La glicata e la pagella

Il microinfusore può ridurre alcune delle difficoltà che il bambino e il ragazzo con diabete trovano nell’ambiente scolastico e consentirgli di mantenere uno stile di vita simile a quello dei propri coetanei.

Quale aiuto possono chiedere i genitori al personale scolastico?
La risposta non è ancora chiara. «In teoria le Asl dovrebbero assicurare la presenza ogni giorno a scuola, in orari predefiniti, di un infermiere appositamente formato in grado di misurare la glicemia e su questa base effettuare l’iniezione di insulina. Di fatto questo avviene in pochissime realtà. Occorre una assunzione di responsabilità da parte della scuola» continua Patrizia Patera.
Molti bambini e ragazzi hanno trovato insegnanti o personale ausiliario disponibili ad aiutarli, «ma non esiste una obbligatorietà, se il personale scolastico non se la sente di farsi carico del problema, per esempio perché teme di assumersi una responsabilità o di non essere adeguatamente tutelato, può benissimo declinarlo», ricorda Patrizia Patera che nell’ambito della Società Italiana di Endocrinologia e Diabetologia Pediatrica ha seguito con attenzione questo aspetto. In alcune regioni, Toscana, Umbria, Campania e Lombardia, così come in alcune province sono stati siglati accordi più stringenti, «ma nella gran parte del Paese il genitore che iscrive il figlio a scuola deve ‘sperare’ di trovare qualche operatore scolastico che si faccia carico di misurare la glicemia, di fare una iniezione, di intervenire in caso di ipoglicemia. Non può pretendere che questo avvenga». Là dove le Asl e la scuola non assicurano questa assistenza, «il microinfusore riduce in parte il problema. Pensiamo a un possibile ostacolo, banale se vogliamo, ma importante: al bambino con microinfusore l’insegnante non deve fare l’iniezione, ma solo premere un tasto per impartire il bolo», nota la pediatra dell’Ospedale pediatrico Bambino Gesù. Talvolta, proprio per ridurre il coinvolgimento del personale scolastico, si evita la somministrazione del bolo impostando uno schema basale, che prevede automaticamente una maggiore infusione di insulina in corrispondenza della merenda o del pranzo.

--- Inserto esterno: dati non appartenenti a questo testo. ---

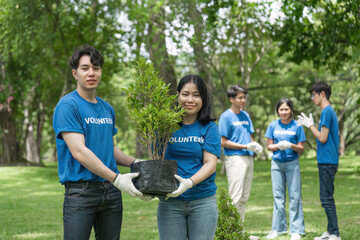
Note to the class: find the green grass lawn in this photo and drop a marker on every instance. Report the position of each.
(31, 203)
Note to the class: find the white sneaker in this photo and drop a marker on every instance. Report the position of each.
(324, 236)
(295, 236)
(334, 237)
(272, 235)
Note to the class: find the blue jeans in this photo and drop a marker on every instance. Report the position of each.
(326, 178)
(193, 220)
(92, 204)
(282, 174)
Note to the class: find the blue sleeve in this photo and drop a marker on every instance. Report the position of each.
(212, 142)
(66, 119)
(113, 114)
(252, 130)
(270, 131)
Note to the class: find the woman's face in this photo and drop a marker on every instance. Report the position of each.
(190, 99)
(284, 112)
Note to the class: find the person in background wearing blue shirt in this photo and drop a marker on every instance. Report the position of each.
(84, 126)
(327, 139)
(286, 140)
(236, 128)
(190, 212)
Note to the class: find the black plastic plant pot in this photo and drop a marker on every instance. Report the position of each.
(156, 176)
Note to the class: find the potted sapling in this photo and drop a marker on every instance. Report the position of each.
(156, 116)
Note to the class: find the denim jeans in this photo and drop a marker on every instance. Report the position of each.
(193, 220)
(327, 174)
(282, 174)
(92, 204)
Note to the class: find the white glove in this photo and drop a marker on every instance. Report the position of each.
(138, 160)
(284, 145)
(306, 121)
(146, 197)
(124, 184)
(254, 147)
(185, 184)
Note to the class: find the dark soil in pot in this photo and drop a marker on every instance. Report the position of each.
(156, 176)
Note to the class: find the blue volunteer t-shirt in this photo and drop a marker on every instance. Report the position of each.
(291, 132)
(236, 128)
(328, 152)
(96, 121)
(186, 147)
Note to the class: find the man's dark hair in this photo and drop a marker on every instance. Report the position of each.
(234, 90)
(95, 56)
(204, 115)
(318, 87)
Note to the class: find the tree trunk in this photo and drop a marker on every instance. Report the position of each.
(341, 135)
(198, 48)
(8, 138)
(156, 46)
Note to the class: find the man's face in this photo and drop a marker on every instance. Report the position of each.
(239, 101)
(87, 75)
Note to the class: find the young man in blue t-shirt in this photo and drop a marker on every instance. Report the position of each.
(84, 126)
(327, 139)
(236, 130)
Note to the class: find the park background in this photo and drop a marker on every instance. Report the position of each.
(274, 48)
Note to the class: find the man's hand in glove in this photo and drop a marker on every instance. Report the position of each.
(185, 184)
(254, 147)
(306, 121)
(124, 184)
(284, 145)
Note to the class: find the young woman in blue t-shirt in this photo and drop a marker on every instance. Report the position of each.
(286, 140)
(190, 212)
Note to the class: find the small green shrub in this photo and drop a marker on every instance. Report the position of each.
(230, 225)
(153, 109)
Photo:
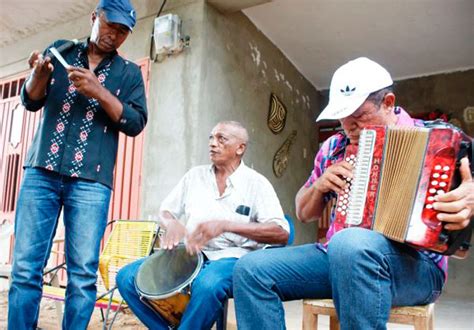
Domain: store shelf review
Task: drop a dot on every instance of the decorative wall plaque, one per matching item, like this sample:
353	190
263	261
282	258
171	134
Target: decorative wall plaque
280	160
276	115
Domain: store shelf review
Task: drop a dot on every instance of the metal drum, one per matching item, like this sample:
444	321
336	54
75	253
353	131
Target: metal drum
164	281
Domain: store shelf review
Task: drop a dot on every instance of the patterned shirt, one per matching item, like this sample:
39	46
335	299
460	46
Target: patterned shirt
75	136
248	198
332	151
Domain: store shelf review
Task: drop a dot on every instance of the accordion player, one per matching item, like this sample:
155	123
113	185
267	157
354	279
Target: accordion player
397	173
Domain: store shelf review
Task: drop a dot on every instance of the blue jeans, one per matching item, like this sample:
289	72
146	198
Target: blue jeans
209	290
363	272
85	206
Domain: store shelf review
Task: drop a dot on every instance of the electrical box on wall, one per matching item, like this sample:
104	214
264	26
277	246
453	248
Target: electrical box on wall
167	35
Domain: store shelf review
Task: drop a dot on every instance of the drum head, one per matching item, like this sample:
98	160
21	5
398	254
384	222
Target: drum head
167	272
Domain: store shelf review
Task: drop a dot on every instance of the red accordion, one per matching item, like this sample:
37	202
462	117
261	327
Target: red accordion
397	173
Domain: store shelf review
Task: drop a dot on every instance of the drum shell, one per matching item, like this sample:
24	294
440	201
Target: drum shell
164	280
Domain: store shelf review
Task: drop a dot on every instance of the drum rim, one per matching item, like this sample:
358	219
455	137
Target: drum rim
179	288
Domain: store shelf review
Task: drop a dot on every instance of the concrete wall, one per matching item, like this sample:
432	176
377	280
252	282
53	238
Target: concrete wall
227	73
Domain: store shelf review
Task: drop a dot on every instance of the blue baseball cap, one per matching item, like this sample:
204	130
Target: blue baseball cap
118	11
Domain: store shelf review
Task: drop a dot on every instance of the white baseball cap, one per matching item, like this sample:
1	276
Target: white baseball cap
351	84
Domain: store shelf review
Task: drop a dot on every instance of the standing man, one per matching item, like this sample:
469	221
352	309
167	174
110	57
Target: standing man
361	270
225	210
70	163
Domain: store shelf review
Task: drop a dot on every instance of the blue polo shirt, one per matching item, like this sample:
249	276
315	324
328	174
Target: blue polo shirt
75	136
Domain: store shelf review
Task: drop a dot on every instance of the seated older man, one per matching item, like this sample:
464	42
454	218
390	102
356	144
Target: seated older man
224	210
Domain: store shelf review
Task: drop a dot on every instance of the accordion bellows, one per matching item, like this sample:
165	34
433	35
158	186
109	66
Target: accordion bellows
397	173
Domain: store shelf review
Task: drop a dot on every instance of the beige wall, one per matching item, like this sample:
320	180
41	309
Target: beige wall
228	72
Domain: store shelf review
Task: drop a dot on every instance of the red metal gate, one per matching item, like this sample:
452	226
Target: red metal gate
17	128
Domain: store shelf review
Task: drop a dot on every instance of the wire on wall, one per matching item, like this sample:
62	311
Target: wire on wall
152	44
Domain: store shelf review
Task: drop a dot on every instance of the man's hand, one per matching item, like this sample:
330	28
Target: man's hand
41	66
85	82
332	178
203	233
174	233
457	206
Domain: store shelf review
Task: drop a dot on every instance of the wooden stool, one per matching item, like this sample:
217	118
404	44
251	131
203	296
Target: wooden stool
421	317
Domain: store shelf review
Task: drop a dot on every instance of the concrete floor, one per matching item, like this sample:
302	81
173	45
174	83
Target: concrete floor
451	313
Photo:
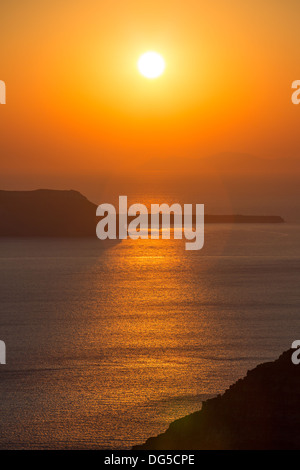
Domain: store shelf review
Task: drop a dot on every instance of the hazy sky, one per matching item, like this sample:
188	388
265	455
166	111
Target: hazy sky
76	103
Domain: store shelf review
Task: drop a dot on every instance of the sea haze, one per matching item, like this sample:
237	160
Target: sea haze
107	343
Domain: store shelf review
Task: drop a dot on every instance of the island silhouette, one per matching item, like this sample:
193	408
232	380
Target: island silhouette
260	411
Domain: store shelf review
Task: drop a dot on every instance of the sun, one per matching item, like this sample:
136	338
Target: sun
151	64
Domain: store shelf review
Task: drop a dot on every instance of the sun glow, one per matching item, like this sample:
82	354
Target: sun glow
151	65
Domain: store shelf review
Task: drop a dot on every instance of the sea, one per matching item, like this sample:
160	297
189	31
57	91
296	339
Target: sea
108	342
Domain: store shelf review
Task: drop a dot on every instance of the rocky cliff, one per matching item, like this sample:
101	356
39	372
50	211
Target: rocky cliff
260	411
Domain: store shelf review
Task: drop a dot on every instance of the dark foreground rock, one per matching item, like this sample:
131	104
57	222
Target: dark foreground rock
261	411
46	213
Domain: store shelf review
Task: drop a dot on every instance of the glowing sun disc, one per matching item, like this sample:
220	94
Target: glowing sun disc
151	64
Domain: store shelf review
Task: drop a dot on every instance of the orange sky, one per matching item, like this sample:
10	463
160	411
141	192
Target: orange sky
76	103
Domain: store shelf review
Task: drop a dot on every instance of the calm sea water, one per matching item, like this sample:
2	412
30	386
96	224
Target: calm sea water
108	343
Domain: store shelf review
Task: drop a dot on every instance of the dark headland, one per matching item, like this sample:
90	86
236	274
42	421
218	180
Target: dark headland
260	411
54	213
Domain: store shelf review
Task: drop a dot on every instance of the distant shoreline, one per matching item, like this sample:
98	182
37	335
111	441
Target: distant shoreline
54	213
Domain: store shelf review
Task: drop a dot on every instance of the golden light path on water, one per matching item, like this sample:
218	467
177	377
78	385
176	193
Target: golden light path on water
123	338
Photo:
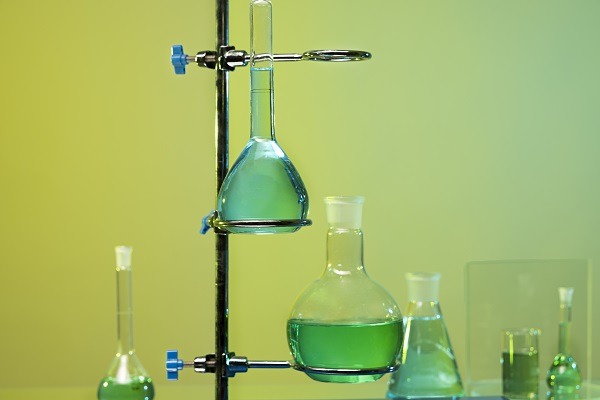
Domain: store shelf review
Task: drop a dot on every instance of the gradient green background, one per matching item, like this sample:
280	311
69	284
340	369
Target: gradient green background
473	133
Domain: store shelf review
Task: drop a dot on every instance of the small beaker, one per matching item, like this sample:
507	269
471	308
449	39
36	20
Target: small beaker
520	363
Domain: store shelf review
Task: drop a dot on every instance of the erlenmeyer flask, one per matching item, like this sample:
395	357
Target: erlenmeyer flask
428	367
564	376
263	184
126	378
344	327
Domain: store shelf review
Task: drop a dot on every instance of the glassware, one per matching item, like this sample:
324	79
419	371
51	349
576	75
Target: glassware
344	327
427	363
564	376
126	378
263	184
520	363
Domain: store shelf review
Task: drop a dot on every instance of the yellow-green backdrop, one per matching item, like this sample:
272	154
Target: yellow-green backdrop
473	133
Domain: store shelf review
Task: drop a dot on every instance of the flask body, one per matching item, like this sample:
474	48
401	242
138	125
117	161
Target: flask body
344	327
427	364
263	192
126	378
262	185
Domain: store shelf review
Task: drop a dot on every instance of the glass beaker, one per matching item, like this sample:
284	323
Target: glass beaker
126	378
427	363
263	184
564	377
344	327
520	363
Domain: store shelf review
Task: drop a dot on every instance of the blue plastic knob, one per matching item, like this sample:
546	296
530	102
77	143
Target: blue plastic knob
174	364
178	59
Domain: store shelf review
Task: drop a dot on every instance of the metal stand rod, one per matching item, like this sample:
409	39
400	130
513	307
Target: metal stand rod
221	238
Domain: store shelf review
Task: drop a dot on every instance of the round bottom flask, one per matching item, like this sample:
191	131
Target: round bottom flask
428	368
344	327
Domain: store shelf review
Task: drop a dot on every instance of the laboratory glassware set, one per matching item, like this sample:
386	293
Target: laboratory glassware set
343	327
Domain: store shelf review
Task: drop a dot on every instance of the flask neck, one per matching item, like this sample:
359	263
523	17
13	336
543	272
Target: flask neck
262	119
564	330
124	312
344	252
423	308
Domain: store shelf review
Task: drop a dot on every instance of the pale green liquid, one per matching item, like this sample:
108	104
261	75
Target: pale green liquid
564	375
520	375
140	388
263	184
428	365
341	346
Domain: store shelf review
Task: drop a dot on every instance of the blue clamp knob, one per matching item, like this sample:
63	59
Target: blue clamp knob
174	364
207	222
178	59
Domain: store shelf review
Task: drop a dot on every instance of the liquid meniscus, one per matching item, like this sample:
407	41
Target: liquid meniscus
139	388
345	346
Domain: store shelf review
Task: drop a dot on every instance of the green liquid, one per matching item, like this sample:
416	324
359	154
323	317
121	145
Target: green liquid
139	388
345	346
520	375
428	365
564	375
263	184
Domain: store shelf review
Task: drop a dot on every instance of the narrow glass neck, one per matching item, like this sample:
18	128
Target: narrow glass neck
262	116
344	251
423	308
124	312
564	330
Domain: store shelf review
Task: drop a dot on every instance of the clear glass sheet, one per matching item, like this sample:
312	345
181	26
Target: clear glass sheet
524	293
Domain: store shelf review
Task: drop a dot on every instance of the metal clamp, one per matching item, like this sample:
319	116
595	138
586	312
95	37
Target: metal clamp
227	58
208	364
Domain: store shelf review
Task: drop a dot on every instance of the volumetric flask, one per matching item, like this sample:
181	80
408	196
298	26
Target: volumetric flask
428	367
263	192
126	378
344	327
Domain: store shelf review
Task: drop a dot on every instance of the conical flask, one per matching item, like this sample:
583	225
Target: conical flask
126	378
262	185
344	327
428	367
564	376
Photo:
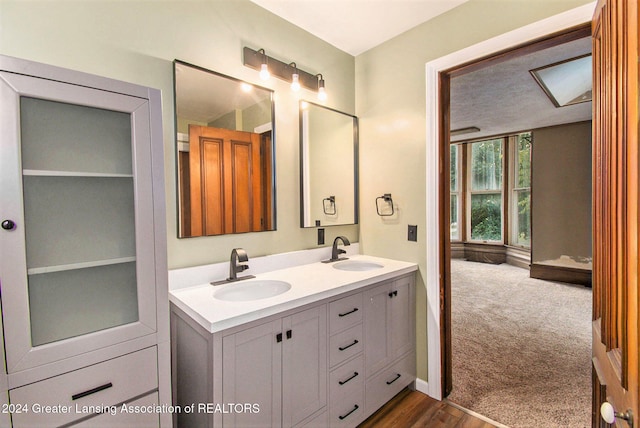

Conoscere per decidere in anticipo
Tanto più che oggi è possibile conoscere in anticipo il ‘menù’ che verrà servito in mensa e decidere la copertura basale di conseguenza. «Anche in questo caso è però fondamentale una ‘alleanza’ con l’insegnante, che dovrà controllare che siano rispettati gli orari dei pasti e che il bambino finisca di mangiare tutto il pasto previsto. Ovviamente in molte realtà questa soluzione è ‘il migliore dei mondi possibili’, ma la formazione del personale scolastico e la sua serena e consapevole partecipazione, permetterebbe di utilizzare tutte le straordinarie potenzialità del microinfusore insomma, come dico spesso ai miei pazienti, permetterebbe di guidare una Ferrari come una Ferrari e non come una 500».
Giuseppe Citro, che presiede l’Associazione Medici Diabetologi della Basilicata ritiene che la soluzione del problema risieda nell’informazione.
«Alla base c'è un problema di conoscenze. Il personale scolastico condivide gli stessi pregiudizi e la stessa mancanza di informazione della popolazione generale. In Basilicata, in accordo con gli uffici scolastici provinciali della Regione e con le Asl, abbiamo organizzato dei corsi di formazione. Questo è importante a prescindere dall’aiuto che l'insegnante può o deve dare nell’esecuzione della terapia», continua Citro, «l’insegnante è una figura di riferimento per il bambino soprattutto alle elementari e alle medie. A noi è chiaro che una persona può essere un ottimo docente di italiano o matematica e non capire nulla di diabete. Per lo studente non è così e se la maestra o la prof gli lanciassero messaggi diversi da quelli che riceve a casa o al Centro, le conseguenze sarebbero non di poco conto».
Oggi i ragazzi e perfino i bambini con diabete, forse sopratutto quelli che usano il microinfusore, sono infatti sempre più protagonisti e quindi sempre più ‘esperti’ del loro diabete e non stupisce se – almeno su questo argomento – ne sanno più dei loro insegnanti.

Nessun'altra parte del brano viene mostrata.